Rarely does an animated film come along that boasts both stunning visuals and a captivating and wholly original plot. Yet Kubo and the Two Strings, the latest endeavor from animation studio Laika (ParaNorman, Coraline, The Boxtrolls), manages to deliver just that.

The movie’s eponymous main character (voiced by Art Parkinson) is a one-eyed boy who lives in a fantastical version of medieval Japan. Each day, Kubo goes into town to dazzle the villagers with exciting stories in which his father, the legendary samurai Honzu, battles the evil and ancient Moon King. The characters in his tale are represented by seemingly ordinary pieces of paper, which come to life and fold up into enchanted origami figures when he plays his magical musical instrument; this storytelling sequence features nothing less than some of the most beautiful and ambitious animation ever seen on the big screen (stop-motion, self-folding magical origami!).

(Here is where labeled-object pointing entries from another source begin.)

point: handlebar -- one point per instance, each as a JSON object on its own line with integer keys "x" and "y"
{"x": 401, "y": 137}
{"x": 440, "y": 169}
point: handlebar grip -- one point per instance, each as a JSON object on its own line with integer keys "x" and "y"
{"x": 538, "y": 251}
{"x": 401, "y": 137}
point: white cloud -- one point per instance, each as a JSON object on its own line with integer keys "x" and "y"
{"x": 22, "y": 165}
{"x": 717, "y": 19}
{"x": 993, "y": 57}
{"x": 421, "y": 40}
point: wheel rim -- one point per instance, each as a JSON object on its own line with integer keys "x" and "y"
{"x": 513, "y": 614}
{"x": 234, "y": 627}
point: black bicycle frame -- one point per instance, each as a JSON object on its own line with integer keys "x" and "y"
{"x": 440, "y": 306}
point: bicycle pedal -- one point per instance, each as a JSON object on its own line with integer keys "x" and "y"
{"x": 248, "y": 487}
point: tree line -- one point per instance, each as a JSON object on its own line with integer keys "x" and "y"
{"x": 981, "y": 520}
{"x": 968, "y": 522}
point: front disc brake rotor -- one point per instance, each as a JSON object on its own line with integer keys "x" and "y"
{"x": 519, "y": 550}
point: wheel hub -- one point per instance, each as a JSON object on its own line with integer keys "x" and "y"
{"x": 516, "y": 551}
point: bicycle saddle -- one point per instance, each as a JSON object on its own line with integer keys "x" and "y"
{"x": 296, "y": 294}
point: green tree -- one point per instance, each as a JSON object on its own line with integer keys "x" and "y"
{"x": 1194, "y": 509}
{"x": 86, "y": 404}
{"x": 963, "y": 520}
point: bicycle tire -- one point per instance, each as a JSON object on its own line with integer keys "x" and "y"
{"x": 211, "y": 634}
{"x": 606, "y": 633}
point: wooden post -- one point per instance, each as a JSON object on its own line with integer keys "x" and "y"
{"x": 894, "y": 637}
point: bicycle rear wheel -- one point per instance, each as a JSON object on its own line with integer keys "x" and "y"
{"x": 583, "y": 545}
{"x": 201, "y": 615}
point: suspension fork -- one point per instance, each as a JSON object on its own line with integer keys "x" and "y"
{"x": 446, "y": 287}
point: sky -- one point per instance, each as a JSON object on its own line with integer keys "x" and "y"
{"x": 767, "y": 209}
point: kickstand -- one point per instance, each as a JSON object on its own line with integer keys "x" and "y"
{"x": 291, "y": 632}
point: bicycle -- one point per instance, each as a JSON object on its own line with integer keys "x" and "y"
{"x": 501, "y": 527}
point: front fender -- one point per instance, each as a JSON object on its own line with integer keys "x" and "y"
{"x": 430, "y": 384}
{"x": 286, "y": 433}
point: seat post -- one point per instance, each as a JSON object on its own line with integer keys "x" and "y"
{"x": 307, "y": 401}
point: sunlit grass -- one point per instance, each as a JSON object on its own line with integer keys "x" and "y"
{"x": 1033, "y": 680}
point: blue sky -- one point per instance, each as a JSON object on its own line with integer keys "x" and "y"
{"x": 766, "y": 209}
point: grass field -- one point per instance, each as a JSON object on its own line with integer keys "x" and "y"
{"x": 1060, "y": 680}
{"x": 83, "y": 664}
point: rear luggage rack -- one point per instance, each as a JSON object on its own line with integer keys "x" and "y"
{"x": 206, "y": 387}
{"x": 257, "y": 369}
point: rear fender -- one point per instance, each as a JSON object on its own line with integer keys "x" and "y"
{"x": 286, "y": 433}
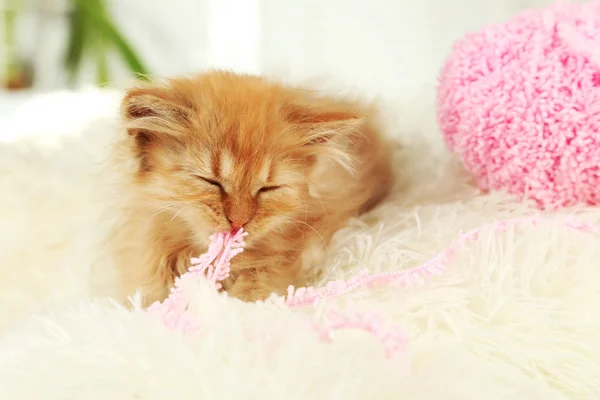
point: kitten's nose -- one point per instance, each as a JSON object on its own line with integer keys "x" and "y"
{"x": 237, "y": 223}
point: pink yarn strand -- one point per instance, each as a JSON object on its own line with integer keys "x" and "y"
{"x": 214, "y": 267}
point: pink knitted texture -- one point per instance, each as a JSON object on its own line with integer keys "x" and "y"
{"x": 214, "y": 266}
{"x": 519, "y": 103}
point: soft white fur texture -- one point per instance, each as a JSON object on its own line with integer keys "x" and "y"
{"x": 513, "y": 317}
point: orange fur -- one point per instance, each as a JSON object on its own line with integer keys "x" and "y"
{"x": 222, "y": 150}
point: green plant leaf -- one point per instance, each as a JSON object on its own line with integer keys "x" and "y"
{"x": 112, "y": 35}
{"x": 78, "y": 36}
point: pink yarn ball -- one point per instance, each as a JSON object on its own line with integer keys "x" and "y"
{"x": 519, "y": 103}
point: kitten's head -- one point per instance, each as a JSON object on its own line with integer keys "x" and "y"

Kubo’s mom demands that he always return home before dark, and he soon learns the reason why: His mother was once a magical creature not of this world, and she left her family and mystical life behind for Honzu and Kubo. Even more shockingly, the Moon King is her father (and thus, Kubo’s grandfather). Honzu managed to win Kubo his freedom by seemingly defeating the Moon King in a great battle, but the conflict cost him his life and Kubo his eye.

However, the boy’s quiet but happy life is disrupted one evening when he stays out past dark and is visited by evil spirits. Imbued with the last of his mother’s magic, Kubo has no choice but to embark on a long journey to find the mythical armor that will help him defeat these specters. Along the way, he meets some colorful friends in the form of a stern monkey and a large, amnesiac beetle (voiced by Charlize Theron and Matthew McConaughey, respectively -- both of whom are making their animated-film debuts here).

Kubo’s journey is breathtakingly gorgeous: From perilous deep-sea escapades to harsh winter landscapes to hauntingly beautiful temples, the three-dimensional, stop-motion animation provides a feast for the senses (as does the unique score by Dario Marianelli). Yet it’s only fitting that such imaginative animation accompanies an original story that’s equally heartbreaking and thrilling, as the unforgettable images help make real the film’s themes of loss, loneliness, and the failure to live up to one’s expectations. Meanwhile, Kubo himself faces these trials with the sort of resilience, courage, and creativity that will prove inspirational to parents and children alike. Audiences will appreciate the protagonist’s coming-of-age story and the bonds he forms with his family and new friends, but if there’s one thing holding the movie back, it’s the lack of a more diverse voice cast -- although Theron, McConaughey, and Parkinson do fine work, the story would have benefitted from the authenticity of having more Asian and Asian-American actors lend their vocal talents to the characters. That said, Kubo and the Two Strings is a rich multisensory experience that will open viewers’ eyes to the power of imagination and the beauty of handcrafted animation.